Extensive experiments demonstrate that DEIMv2 consistently outperforms existing state-of-the-art detectors across all model sizes and resource settings on the COCO benchmark. Specifically, DEIMv2-X achieves 57.8 AP with 50.3M parameters, surpassing predecessors with larger parameter sizes. Similarly, DEIMv2-S breaks the 50 AP milestone with under 10M parameters.

Trade-offs and Efficiency

A key observation is DEIMv2's superior performance on medium-to-large objects, attributed to the strength of DINOv3’s semantic features. However, performance for small objects remains relatively unchanged, presenting an area for future improvement. The consistent enhancements across various scales underscore DEIMv2’s scalability and flexibility for deployment.

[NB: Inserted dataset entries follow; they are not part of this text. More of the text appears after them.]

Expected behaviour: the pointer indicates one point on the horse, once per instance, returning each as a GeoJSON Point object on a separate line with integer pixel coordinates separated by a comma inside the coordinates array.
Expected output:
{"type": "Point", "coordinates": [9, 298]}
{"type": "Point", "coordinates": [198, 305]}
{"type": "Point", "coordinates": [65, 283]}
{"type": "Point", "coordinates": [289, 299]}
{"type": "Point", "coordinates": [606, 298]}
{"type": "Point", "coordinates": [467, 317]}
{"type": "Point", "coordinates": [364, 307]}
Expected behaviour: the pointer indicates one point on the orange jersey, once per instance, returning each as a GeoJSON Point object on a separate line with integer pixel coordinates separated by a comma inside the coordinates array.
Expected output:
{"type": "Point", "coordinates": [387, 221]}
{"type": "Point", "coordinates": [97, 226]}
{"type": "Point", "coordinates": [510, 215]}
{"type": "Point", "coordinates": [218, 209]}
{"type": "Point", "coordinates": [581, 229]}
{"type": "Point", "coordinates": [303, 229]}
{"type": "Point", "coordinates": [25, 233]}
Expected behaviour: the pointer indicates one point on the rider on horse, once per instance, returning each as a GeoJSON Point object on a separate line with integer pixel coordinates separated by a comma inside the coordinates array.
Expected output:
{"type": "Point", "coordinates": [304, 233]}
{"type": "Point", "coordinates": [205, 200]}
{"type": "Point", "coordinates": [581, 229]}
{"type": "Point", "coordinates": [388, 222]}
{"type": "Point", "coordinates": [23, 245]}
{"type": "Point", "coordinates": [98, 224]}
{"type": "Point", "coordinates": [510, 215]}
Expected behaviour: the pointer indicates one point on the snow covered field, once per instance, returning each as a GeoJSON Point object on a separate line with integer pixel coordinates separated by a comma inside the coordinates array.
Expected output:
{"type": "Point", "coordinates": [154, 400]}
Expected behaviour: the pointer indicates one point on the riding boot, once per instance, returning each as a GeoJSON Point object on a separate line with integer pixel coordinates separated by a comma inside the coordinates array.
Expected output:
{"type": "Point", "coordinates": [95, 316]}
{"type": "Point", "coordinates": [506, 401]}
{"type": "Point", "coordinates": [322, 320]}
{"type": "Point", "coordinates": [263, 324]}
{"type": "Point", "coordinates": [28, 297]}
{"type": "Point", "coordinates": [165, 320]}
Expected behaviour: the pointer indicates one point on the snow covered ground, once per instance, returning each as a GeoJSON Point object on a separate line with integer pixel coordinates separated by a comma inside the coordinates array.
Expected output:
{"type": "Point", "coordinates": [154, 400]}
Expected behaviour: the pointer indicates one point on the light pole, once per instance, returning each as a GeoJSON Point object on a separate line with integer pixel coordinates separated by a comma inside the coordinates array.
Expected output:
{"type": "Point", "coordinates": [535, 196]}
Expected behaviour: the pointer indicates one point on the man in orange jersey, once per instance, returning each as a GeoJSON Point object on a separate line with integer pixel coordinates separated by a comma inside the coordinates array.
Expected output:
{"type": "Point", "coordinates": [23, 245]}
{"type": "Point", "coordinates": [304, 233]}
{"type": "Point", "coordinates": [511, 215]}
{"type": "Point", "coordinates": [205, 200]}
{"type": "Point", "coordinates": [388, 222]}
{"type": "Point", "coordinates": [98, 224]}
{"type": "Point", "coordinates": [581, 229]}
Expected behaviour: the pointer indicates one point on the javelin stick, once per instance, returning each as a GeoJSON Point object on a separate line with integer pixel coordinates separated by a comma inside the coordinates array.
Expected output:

Implications and Future Directions

DEIMv2 effectively adapts DINOv3 features for real-time object detection, offering models ranging from high-performance to ultra-lightweight. The scalability and versatility of DEIMv2 provide substantial practical applicability, from edge devices to high-end systems, facilitating broader adoption of efficient real-time detection technologies.

Future research could focus on optimizing small-object detection and further reducing latency through techniques like Flash Attention, enhancing DEIMv2's efficiency. Implementing these models in varied real-world environments could also yield new insights into optimizing detection frameworks for specific application domains.

Conclusion

DEIMv2 represents a significant advancement in real-time object detection by integrating DINOv3 features with the innovative STA. It delivers remarkable performance improvements across a spectrum of model configurations, addressing diverse deployment requirements from mobile to GPU-based environments. This work lays the foundation for future enhancements in object detection, emphasizing the potential for integrating detailed semantic representations from now widely recognized ViT architectures.